Marketing is now performing a more prominent than before role. Earlier marketing would complement sales functions to generate business. With digital becoming the medium of the entire business process due to social distancing and work-from-home trends, marketing will now open up doors and create avenues of sales using high-quality multimedia content to reach prospective customers – businesses and individuals.
However, there are some points that an advertiser needs to bear in mind before going heavy with videos. Video is a costly affair both in terms of the creation of content as well as promoting it. Even the edits come at a cost. It’s not like a text message which can be edited at times without even people noticing it.
Since video is very costly and every second counts, the messaging must be very sharp and precise. In digital video marketing, we use the term ‘thumb stoppers‘.

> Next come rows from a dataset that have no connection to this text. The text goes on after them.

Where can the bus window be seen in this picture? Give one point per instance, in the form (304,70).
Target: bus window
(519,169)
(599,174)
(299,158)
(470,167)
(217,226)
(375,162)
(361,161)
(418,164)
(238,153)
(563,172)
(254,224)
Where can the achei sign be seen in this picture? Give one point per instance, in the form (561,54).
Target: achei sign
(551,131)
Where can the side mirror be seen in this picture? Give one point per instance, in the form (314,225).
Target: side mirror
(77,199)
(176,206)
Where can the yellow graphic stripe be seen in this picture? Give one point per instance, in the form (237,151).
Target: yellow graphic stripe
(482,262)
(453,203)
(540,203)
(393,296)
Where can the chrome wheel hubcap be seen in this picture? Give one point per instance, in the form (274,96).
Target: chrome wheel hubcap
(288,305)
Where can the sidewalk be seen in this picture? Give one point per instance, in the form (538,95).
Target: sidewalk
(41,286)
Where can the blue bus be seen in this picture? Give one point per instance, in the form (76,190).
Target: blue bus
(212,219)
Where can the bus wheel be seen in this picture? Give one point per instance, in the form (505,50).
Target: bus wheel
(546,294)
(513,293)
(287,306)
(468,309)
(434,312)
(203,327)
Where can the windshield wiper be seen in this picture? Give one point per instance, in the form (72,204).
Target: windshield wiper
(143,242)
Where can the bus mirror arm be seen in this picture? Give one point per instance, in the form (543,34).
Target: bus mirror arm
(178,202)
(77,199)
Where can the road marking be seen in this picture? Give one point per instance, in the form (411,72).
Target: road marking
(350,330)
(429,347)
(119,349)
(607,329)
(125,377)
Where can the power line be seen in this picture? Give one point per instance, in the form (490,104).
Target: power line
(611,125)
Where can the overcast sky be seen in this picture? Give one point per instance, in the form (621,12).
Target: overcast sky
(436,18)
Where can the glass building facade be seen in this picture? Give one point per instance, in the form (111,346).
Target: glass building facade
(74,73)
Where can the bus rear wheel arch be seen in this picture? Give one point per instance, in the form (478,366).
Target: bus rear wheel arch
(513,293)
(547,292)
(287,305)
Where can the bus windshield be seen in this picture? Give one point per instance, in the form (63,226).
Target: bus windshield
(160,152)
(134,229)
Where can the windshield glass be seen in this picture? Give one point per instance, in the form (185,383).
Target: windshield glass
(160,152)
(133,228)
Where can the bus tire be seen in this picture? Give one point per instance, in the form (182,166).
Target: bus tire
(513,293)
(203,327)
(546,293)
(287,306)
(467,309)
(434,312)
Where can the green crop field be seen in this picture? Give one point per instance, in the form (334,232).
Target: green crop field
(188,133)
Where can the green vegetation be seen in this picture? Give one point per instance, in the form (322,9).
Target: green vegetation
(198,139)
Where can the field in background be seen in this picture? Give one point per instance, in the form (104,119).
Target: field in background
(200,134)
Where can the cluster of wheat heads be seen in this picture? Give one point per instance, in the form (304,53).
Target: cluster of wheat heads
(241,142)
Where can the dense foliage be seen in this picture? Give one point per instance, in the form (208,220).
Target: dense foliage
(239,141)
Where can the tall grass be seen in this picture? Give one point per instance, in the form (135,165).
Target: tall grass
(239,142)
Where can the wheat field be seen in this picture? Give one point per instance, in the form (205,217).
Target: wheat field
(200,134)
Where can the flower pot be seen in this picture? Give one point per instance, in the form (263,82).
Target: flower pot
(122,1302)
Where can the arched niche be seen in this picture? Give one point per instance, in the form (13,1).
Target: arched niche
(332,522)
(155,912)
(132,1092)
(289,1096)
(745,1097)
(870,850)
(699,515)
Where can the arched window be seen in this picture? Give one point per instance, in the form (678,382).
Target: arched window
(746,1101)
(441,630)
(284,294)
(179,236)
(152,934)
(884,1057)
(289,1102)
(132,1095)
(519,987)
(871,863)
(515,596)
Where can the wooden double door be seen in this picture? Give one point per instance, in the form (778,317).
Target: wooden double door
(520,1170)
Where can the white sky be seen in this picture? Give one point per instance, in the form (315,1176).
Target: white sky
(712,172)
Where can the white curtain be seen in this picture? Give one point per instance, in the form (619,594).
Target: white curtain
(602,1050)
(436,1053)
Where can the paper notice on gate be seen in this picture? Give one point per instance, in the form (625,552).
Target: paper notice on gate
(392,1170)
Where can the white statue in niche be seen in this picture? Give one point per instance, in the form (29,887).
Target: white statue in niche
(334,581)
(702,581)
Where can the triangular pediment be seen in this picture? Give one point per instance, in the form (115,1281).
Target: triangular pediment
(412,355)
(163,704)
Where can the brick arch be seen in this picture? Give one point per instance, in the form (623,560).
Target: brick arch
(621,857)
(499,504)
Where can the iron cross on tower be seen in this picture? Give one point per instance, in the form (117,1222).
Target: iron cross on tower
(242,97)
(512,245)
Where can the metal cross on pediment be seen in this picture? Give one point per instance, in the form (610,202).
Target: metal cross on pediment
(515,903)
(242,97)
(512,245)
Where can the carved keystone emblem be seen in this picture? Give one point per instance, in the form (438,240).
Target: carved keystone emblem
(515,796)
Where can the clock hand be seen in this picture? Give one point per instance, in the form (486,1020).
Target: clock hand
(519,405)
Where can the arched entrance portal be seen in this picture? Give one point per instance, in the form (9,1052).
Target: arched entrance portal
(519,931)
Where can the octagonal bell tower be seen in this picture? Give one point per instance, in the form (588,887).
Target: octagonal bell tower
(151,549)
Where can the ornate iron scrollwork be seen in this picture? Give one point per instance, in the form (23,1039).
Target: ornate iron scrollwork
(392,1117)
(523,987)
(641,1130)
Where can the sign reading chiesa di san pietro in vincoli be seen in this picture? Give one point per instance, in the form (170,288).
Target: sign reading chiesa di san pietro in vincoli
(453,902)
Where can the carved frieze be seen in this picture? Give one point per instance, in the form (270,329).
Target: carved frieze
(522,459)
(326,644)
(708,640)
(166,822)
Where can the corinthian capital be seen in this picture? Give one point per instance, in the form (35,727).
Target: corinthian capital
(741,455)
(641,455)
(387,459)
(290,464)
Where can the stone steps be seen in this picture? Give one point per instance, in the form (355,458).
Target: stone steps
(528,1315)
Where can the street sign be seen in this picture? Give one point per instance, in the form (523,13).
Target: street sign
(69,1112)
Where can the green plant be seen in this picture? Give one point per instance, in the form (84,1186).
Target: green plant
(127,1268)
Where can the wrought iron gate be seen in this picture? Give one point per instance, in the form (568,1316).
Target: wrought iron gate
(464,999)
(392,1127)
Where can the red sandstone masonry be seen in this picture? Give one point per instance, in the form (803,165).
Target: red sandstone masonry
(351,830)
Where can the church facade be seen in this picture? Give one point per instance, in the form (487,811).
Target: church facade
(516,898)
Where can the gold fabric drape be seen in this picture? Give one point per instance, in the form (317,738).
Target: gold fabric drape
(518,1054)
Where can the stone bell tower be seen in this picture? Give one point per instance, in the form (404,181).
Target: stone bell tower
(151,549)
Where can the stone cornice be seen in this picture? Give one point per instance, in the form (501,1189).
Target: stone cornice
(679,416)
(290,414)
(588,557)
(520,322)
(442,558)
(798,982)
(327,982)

That’s what videos must have! As the messaging is very precise, the target audience has also to be very sharp, which means advertisers will have to spend a higher CPx (click, view, completed view). Most advertisers prefer a CPCV as no one wants to pay for the half-viewed message, especially in the business domains. CPCV is the costliest model among the CPx stack for video advertising.
From an ad fraud point of view, an advertiser needs to be entirely sure of the genuineness of the engagement level before going heavy on video marketing. Advertisers must verify the engagement levels claimed by channels and mediums they plan to engage, or their agency proposes to engage. The engagement is verified, starting from the number of followers, views, clicks, and even comments. These are manipulated using BOTs to pep up the KPIs without tangible benefits.
Without proper monitoring of ad fraud, there is an even bigger chance of falling to the Brand Safety issues. Many agencies, as well as where advertisers aren’t aware enough, display ads on channels that go entirely against the brand’s philosophy.
The ads are displayed on YouTube channels which the brand would never want to endorse. In this scenario, the brand does not only lose money but its reputation is also impacted adversely. The brand could get affiliated with porn, obscene, violence, and other unwanted content, and the funniest part is that its money is being used for crushing its reputation.
Brands across sectors will go heavy on video content and its promotion. This means platforms like YouTube will increasingly get more share of the advertising mix from brands, especially on the digital front. Without being too heavy on videos, the overall ad fraud rate is anywhere between 25-35% for brands depending on how much optimization they are doing to manage the ad fraud.
As brands start consuming ad inventories over video, the overall waste on ad fraud could increase substantially. It could go as high as 50% of the performance marketing spending in some cases. Hence, brands need to put in place an efficient, robust, neutral, yet easy-to-integrate ad-fraud solution for video marketing and spending with a complete view of how it’s being consumed.